Cos’è la cultura? E’ tutta nelle nostre teste
Jeffrey K. Liker nel suo libro “Toyota culture” ci fa riflettere sul termine “cultura”, elencando frasi spesso pronunciate dai manager: “È tutta questione di cultura”, “Si tratta di un problema di persone”, “Gli strumenti sono la parte più facile; il cambiamento culturale è la parte più difficile”, “Il sistema lean funziona in Giappone, dove è stato creato, ma non nella nostra cultura”.

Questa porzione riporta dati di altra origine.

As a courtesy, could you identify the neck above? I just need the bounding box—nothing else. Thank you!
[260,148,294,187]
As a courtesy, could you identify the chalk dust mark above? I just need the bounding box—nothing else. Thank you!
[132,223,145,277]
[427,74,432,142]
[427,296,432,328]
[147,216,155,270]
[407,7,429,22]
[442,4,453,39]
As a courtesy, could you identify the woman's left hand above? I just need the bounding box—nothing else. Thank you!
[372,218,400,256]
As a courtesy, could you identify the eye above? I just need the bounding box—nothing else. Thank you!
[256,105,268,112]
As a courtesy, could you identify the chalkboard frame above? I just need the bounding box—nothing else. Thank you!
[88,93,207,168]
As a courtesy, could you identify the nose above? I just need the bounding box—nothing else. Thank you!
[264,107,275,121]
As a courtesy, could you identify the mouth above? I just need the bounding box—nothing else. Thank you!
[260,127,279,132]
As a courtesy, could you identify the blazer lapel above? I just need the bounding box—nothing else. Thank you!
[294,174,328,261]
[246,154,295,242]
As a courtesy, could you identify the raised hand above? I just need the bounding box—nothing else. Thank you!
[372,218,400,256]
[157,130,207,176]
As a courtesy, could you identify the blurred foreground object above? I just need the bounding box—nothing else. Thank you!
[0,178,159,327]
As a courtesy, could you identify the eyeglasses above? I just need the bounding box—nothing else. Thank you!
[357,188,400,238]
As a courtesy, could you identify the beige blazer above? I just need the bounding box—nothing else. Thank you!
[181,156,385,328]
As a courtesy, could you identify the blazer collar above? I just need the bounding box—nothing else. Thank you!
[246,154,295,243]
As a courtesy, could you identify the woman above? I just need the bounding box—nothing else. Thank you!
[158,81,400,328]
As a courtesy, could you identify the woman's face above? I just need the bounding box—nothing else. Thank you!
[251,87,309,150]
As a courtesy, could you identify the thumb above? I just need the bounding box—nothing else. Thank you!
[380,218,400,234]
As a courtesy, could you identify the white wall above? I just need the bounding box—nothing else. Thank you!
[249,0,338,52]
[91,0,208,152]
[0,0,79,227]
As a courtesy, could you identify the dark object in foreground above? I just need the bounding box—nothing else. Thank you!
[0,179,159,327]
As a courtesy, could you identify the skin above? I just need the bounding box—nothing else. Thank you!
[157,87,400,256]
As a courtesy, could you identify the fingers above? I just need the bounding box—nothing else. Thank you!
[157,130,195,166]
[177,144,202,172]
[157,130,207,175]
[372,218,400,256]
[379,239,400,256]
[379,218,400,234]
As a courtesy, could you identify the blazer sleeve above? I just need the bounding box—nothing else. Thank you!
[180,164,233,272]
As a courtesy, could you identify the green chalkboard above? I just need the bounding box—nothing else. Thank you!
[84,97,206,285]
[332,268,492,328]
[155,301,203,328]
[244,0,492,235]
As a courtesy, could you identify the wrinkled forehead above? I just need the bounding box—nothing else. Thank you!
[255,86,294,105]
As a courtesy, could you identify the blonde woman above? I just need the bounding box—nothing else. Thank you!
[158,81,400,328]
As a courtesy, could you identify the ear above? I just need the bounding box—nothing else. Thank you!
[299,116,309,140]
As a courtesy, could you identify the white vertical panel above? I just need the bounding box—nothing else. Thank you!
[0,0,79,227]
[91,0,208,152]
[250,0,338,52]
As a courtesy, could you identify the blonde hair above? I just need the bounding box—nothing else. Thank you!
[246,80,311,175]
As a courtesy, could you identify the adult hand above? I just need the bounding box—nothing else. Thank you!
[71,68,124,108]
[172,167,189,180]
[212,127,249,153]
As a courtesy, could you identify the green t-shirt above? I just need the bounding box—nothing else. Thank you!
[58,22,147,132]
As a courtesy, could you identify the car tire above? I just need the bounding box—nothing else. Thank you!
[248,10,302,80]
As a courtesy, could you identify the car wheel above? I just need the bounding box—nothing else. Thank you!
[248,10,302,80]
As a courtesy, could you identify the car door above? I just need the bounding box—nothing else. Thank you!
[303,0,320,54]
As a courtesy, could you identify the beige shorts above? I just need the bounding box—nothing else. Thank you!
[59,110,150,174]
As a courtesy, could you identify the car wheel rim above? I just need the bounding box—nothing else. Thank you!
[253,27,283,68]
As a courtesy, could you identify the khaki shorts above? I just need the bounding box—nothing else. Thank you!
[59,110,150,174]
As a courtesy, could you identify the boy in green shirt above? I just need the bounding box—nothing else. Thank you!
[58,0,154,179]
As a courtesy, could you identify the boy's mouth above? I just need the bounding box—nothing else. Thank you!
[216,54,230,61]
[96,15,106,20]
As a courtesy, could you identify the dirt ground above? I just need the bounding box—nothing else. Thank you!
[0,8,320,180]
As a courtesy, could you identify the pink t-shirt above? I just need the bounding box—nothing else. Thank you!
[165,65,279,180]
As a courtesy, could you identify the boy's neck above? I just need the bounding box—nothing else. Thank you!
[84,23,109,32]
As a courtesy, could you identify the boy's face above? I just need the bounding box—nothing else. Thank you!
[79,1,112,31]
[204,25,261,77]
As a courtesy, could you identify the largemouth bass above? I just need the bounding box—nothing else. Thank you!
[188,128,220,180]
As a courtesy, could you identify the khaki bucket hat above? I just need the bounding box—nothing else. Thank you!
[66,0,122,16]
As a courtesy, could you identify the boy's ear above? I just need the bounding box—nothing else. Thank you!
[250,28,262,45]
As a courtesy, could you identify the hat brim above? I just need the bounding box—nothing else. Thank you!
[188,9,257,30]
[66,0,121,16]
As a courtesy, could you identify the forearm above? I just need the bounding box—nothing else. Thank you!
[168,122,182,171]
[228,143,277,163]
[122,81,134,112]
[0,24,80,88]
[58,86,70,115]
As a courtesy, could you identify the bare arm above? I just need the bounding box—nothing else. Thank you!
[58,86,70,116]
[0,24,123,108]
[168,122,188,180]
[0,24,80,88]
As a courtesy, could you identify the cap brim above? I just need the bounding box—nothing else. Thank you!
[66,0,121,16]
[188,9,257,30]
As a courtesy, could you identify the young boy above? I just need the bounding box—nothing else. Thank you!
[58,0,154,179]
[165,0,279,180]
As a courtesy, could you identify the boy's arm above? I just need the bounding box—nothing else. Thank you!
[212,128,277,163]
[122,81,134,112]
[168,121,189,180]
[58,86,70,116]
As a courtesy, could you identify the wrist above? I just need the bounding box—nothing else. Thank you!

Il lato positivo è che queste affermazioni riflettono l’importanza che ognuno di noi riconosce alla cultura e il suo ruolo fondamentale nel trasformare un’organizzazione in un’azienda efficace. Il lato negativo è che ogni persona attribuisce un significato diverso alla parola “cultura”.
Per analizzare l’organizzazione interna e capire gli obiettivi di business o la missione aziendale, il metodo classico richiede interviste e interpretazioni delle risposte. Il processo non è semplice in quanto si deve decifrare il pensiero altrui.
Una definizione di cultura
Edgar Schein identifica la cultura con: “Lo schema degli assunti di base che un determinato gruppo ha inventato, scoperto o imparato per affrontare i suoi problemi di adattamento esterno e di integrazione interna, e che hanno funzionato abbastanza bene da essere considerati validi, e che, quindi, sono da insegnare ai nuovi assunti come il modo corretto di percepire, pensare e sentire in relazione a quei problemi”.
In sostanza, le prime leve per poter affrontare e gestire in modo efficiente il cambiamento culturale sono: definire e guidare un metodo strategico di problem setting, implementare un processo strutturato di problem solving e standardizzare tutti i processi di formazione (interna ed esterna), training (formale e informale) e assunzione.
I tre livelli della cultura

Con un metodo strutturato, il “Ciò che vediamo” si può concretizzare in una fonte ricca di spunti di riflessione; Questi consentono di porre le giuste domande con lo scopo di raccogliere “Ciò che viene dichiarato“, ovvero le norme non scritte, ma che tutti conoscono, e che costituiscono le regole base del comportamento. Andando ancora più a fondo, apriamo la possibilità di capire le risposte a domande quali: “Crediamo che il ruolo del personale sia fare del proprio meglio per aiutare l’organizzazione ad avere successo?”, “Pensiamo che il management abbia i propri interessi che sono in conflitto con i nostri, causando una lotta quotidiana per difenderci?”, “Crediamo che il lavoro sia un mezzo per avere i soldi, per vivere, oppure che sia il mezzo per contribuire alla società?”
Andon, l’esempio classico
Uno degli assunti di base nel sistema Andon è che le persone hanno bisogno del supporto degli altri per affrontare i problemi quotidiani. Se sono lasciate da sole, è possibile che riescano a superare delle criticità superficiali, ma non saranno davvero capaci di risolvere il problema alla radice. Un altro assunto di base è che il ruolo fondamentale dei collaboratori è individuare e richiamare l’attenzione sulle difficoltà, anche se ciò porta a interrompere il proprio lavoro. Questo richiede un clima di fiducia, in cui non si ponga nemmeno la questione se “tirare l’Andon” sia la scelta giusta; le persone non devono temere un rimprovero, anzi, di fatto possono ricevere elogi per aver identificato un problema.
Le persone sono il cuore e l’anima di una azienda

I veri manager sono i leader che insegnano a tutti i propri collaboratori a definire, analizzare, comunicare e risolvere problemi, giorno dopo giorno. Più convinzioni, valori e assunti sono condivisi, più la cultura organizzativa si rafforza.
Una debole cultura organizzativa non è un problema, ma un sintomo. Per integrare efficacemente i nuovi assunti, Toyota Way propone la partecipazione a gruppi di lavoro in un ambiente pulito e sicuro, fondati su una comunicazione costante e guidati da leader che sono lì per sostenere e insegnare.